Big Red

05 - Karen Carson, Big Red 

Karen Carson
American, b. 1943

Big Red
2016
Acrylic on unstretched canvas
80 x 96 inches
Collection of the Artist
L.2021.1.1


Karen Carson was born in Corvallis, Oregon, in 1943. She received her BA from University of Oregon, Eugene, and her Master of Fine Arts degree at the University of California, Los Angeles. Carson debuted as an artist in 1971 with wall pieces made of zippered canvases that could be reconfigured to create multiple abstract compositions. Since then, her work has continued to shift and change as she explored a wide variety of genres and mediums. Her projects seem unified by a desire to represent the flux of visual reality, manifested both in nature and culture.

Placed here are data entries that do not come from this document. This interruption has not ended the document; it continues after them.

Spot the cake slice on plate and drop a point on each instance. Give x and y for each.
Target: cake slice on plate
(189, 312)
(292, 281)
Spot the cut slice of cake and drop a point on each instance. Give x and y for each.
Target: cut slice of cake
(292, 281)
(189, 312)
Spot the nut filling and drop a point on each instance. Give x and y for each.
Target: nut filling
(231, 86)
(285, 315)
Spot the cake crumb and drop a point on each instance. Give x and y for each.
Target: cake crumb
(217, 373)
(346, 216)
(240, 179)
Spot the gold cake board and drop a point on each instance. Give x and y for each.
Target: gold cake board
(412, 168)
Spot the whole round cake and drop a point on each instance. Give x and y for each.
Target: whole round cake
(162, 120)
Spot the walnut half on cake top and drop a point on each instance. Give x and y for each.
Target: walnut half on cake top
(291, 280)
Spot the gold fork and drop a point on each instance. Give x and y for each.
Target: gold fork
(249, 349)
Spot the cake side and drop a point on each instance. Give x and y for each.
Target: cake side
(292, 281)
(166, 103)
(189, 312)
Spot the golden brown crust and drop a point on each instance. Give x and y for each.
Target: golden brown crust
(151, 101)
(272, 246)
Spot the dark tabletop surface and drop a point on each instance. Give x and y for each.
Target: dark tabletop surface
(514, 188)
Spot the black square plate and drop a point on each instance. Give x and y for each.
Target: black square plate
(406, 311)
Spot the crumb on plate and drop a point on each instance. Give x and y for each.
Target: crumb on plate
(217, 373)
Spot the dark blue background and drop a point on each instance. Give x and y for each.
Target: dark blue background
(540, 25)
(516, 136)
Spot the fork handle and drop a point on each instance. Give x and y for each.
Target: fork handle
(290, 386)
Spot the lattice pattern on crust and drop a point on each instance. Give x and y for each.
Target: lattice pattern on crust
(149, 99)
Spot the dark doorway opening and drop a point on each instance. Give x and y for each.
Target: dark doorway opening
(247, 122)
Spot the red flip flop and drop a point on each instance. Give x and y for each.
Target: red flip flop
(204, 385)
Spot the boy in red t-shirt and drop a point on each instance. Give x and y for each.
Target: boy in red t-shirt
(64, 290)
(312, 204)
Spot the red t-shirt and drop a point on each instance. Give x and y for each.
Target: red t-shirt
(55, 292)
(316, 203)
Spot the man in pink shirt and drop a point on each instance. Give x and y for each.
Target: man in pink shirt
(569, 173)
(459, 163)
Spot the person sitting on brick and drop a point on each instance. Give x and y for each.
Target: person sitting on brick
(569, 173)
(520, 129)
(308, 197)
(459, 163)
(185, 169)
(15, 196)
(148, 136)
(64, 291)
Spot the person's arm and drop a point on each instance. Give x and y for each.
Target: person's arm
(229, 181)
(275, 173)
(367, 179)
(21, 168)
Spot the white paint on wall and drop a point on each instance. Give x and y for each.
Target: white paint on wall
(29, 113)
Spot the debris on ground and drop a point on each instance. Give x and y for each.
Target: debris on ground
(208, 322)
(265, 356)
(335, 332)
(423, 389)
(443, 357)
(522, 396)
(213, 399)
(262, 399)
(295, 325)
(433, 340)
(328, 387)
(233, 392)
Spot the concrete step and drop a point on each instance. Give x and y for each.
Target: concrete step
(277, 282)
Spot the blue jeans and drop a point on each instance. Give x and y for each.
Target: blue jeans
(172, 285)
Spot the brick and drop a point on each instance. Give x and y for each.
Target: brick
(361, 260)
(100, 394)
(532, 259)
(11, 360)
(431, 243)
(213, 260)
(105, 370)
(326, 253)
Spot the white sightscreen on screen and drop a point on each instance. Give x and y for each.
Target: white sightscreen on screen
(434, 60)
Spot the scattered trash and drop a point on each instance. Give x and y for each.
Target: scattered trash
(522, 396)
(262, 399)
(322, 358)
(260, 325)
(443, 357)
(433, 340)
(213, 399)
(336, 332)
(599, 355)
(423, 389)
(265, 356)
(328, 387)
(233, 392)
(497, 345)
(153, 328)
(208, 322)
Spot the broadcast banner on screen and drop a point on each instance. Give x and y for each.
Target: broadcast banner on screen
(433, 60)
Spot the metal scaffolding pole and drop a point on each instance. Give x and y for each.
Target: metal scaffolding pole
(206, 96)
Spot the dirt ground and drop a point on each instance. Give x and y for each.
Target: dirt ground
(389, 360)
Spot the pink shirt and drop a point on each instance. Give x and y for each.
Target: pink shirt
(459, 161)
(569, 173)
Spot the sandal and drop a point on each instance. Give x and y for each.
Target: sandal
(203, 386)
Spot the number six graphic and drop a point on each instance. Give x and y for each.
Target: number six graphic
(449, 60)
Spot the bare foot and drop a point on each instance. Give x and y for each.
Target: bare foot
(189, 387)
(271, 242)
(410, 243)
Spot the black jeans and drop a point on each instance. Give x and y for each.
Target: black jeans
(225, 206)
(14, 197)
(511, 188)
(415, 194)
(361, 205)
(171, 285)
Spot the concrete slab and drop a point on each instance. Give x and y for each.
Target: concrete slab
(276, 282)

This piece, Big Red, is part of a larger series of paintings that Carson did from 2012-2016 that focused on large agricultural equipment, including combines, tractors, and swathers. Carson is based in Los Angeles, but also has a home in Montana where she spends part of the year. There, she not only appreciates the vast landscape, but also the vehicles that transform that landscape. To Carson, a tractor is an imposing vehicle, an economic reality and a cultural symbol of agriculture. Characteristic of the series, Carson anthropomorphizes her subject, the tractor, making it, as art writer Michael Duncan notes, “an affectionate portrait of masculinity with an eye for the humorous nature of male vanity.”